Direktur Surat Utang Negara (SUN) Kementerian Keuangan Deni Ridwan mengatakan, data penerbitan ORI17 mendapatkan nasabah 42.000 investor. Kemudian ORI18, 26.000 investor sebab akhir tahun sehingga berkurang.
"Dari jumlah tersebut 45 hingga 46 persen itu investor baru, dan kalau bicara sisi generasi milineal 30 hingga 40 persen. Jadi generasi milenial dari sisi investor memang merupakan yang terbesar meski dari sisi nilai masih tetap baby boomer yang memiliki punya duit baik. Jadi meski nilainya dikit tapi jumlah investasi lebih besar," ujarnya, Jakarta, Senin (25/1).
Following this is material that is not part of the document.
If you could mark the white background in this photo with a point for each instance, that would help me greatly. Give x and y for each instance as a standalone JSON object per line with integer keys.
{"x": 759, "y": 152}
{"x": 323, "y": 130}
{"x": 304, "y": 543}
Deni menjelaskan, sisi positif apabila milenial semakin sadar investasi adalah meningkatkan kemampuan keterlibatan masyarakat dalam melakukan pembiayaan pembangunan negara. Kondisi tersebut diharapkan dapat menekan ketergantungan utang luar negeri
"Sisi yang positif harapannya ketika begitu generasi milenal punya budaya kesadaran manfaat investasi. Dengan beranjak lebih dewasa penghasilan lebih meningkat maka diapun akan tingkatkan porsi investasi," jelasnya.
"Diharapkan ke depan jadi modal suatu negara agar dapat lebih mandiri dari sisi pembiayaan pembangunan. Kita tidak lagi banyak menggantungkan pembiayaan dari luar sebab ingin mendapatkan pendapatan dari dalam negeri," sambungnya.
Deni menambahkan, keterlibatan milenial dal investasi ORI sangat disarankan. Namun harus dibarengi dengan ilmu yang memadai agar para investor muda tersebut mampu mempertimbangkan dana yang dimiliki untuk diinvestasikan dibidang tertentu.
"Jadi yang dapat manfaat itu investor-investor dalam negeri statusnya masih milenial. Ini suatu tren sangat positif perlu didukung yang perlu diingat luar biasa semangat, tapi kadang ilmu yang agak kurang. Sehingga perlu perluasan ilmu," tandasnya.